What I've seen to my disappointment over the past several years is that in spite of extensive coverage of SOA in the IT industry, the actual payoff from the application of SOA is embarrassingly low. In fact, I hear from sources in large IT shops that have rolled out multi-million dollar SOA initiatives that the cost of building services today is higher than in the past when older EAI techniques were used.

I've been puzzled at this, and have discussed it at length with colleagues and peers. It looks like three different factors are at work.

  1. Cynicism: There is a view among many IT professionals that SOA is yet another buzzword that has come and gone, and it's no longer relevant to the industry. So they don't even bother to learn what it's about.
  2. The theory-practice gap: Lots of IT folk have been exposed to core SOA concepts ("Loose coupling"), but they don't seem to be able to apply it in real-world solution designs. SOA remains in the realm of theory, which is a pity, because it can be a real money-saver.
  3. Products as surrogates for principles: Organisations have collectively spent a packet on SOA products from IBM, TIBCO, Oracle and the like, but the actual solution designs being produced in-house for business projects are as tightly-coupled as ever, suggesting that IT practitioners seem to think the use of SOA products is an adequate substitute for Service-Oriented application design.
I have come to the conclusion that what's required is a new approach to educating people about SOA. It has to be less theoretical and more focused on real-world situations. And it has to be lightweight, because people are busy and don't have the attention span required for a heavyweight methodology.

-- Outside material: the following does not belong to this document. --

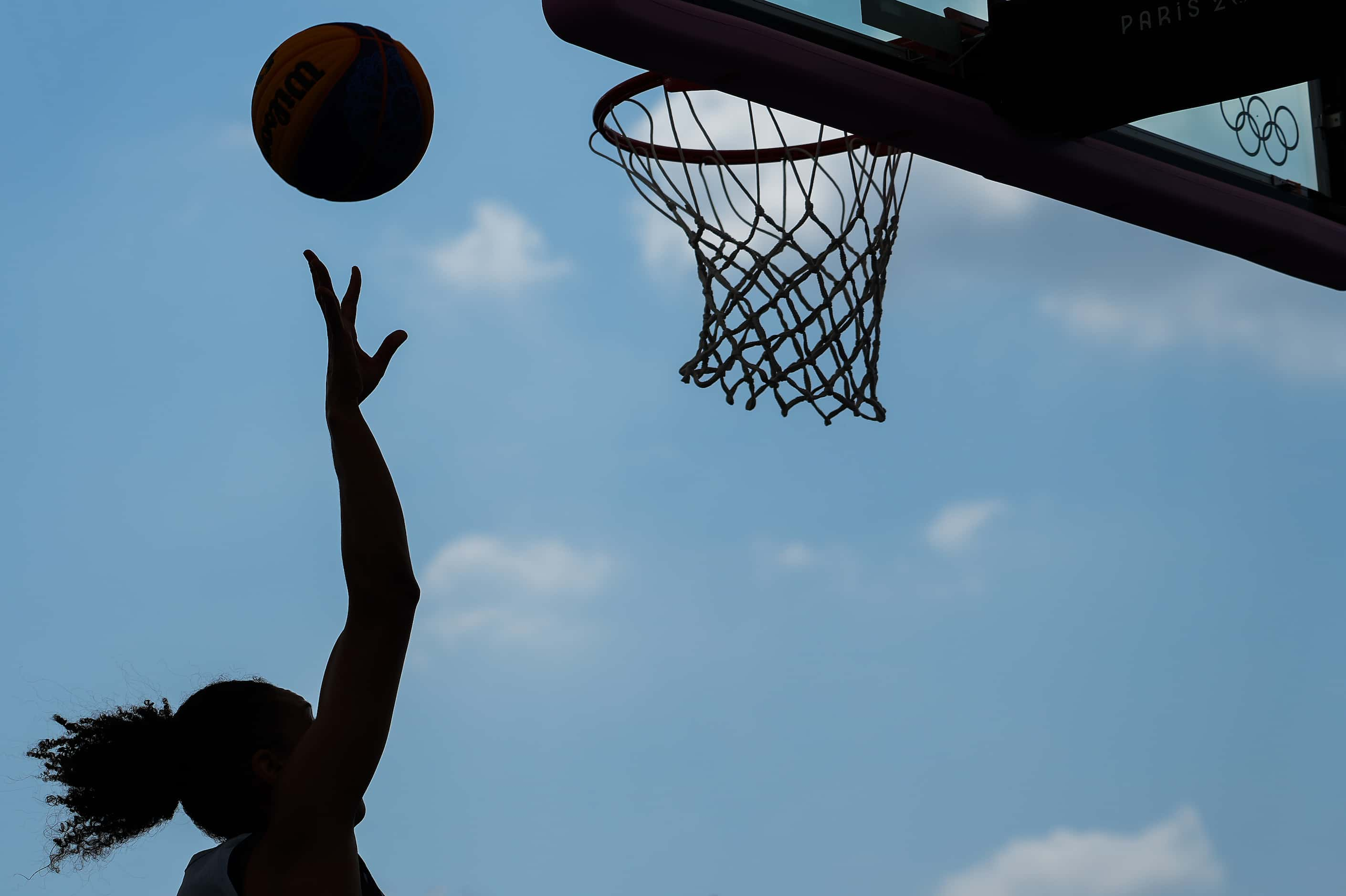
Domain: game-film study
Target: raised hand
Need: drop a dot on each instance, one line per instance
(352, 375)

Above all, it has to be sound, because we don't want to spread incorrect practices in the name of simplicity.

I'm preparing a whitepaper on this, and it will probably be released through WSO2, since a lot of the encouragement for it has come from Sanjiva Weerawarana, WSO2's CEO. It's only fitting that WSO2 get the credit for bringing this educational tool to a wider audience.

I'll also be posting my slides from the conference on this blog when I'm done. I'm sure they'll also be available from the WSO2Con conference website.